Francisco Andrade ’22

“They can be intimidated by the fact that I’m a vet, but then they open up more, and realize I’m not some sort of alien,” says Francisco Andrade ’22, who served as a supply specialist in the army and is looking to be an education and media studies dual major. He adds that the relaxed atmosphere takes some getting used to: “The open-door policy is nice, but as veterans we are more conforming; we respect authority and rank. So, texting a professor is like messaging a major, or asking directions from a company commander.”

Brandon Spears ’21

Brandon Spears ’21 spent 12 years in the U.S. Marines, including three deployments to Iraq, as an air traffic control communications technician. He is considering majoring in political science, and says he may want to run for office someday. Like many members of the Vassar Veterans Posse over the years, he had some community college experience before arriving here, and he sums up academic life at Vassar in a single word: “Rigor. Before I got here, the most you’d read in a week in college was 100 pages. Here it’s more like 800 pages.”

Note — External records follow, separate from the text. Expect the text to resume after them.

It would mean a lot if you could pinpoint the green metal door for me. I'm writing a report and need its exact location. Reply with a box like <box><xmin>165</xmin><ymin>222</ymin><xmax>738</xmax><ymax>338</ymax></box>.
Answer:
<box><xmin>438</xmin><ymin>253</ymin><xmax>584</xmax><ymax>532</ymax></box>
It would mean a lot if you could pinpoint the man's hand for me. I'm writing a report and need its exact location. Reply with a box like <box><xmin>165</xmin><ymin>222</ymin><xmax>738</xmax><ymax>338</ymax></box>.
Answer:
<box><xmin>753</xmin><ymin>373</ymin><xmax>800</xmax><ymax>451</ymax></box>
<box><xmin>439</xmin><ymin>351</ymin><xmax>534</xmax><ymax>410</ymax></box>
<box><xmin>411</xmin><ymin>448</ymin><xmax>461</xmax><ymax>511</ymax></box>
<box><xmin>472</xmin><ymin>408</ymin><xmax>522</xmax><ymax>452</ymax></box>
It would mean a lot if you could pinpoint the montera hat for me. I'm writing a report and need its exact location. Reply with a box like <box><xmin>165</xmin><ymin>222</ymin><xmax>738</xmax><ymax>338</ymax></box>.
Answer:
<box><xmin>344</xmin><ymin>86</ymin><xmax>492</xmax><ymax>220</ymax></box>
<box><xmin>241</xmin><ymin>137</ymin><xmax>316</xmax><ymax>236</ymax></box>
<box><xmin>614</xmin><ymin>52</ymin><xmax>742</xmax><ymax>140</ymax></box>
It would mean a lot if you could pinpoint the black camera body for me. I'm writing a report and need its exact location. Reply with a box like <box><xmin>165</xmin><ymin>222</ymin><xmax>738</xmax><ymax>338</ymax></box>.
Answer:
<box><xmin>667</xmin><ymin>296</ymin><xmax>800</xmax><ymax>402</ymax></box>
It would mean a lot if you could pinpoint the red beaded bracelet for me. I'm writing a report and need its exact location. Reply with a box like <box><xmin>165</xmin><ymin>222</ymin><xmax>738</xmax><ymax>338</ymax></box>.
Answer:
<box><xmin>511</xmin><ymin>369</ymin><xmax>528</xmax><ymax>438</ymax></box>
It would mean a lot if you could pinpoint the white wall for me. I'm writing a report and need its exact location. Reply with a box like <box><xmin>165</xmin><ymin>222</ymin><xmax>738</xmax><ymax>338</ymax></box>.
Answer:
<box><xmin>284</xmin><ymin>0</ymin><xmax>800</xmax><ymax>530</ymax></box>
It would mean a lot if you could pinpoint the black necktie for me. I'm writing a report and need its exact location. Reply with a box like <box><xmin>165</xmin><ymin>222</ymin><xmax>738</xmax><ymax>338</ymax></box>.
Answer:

Daniel Reyes ’22Photo: Samuel Stuart Hollenshead / Vassar College

Daniel Reyes ’22, whose service in the U.S. Navy as a hospital corpsman included tours in Iraq and Afghanistan, may eventually pursue an advanced nursing degree or become a physician’s assistant. But he also wanted to take something a little different, so he enrolled in Art 105. “I didn’t know it was iconic,” he says. “Over October break, I went to Buenos Aires, and to see that Paris-inspired architecture—you get a deeper sense of appreciation when you’ve actually studied it.” He adds that he’d like his next trip to be to Rome and Paris: “I want to go to the Louvre and put those skills to work a little more.”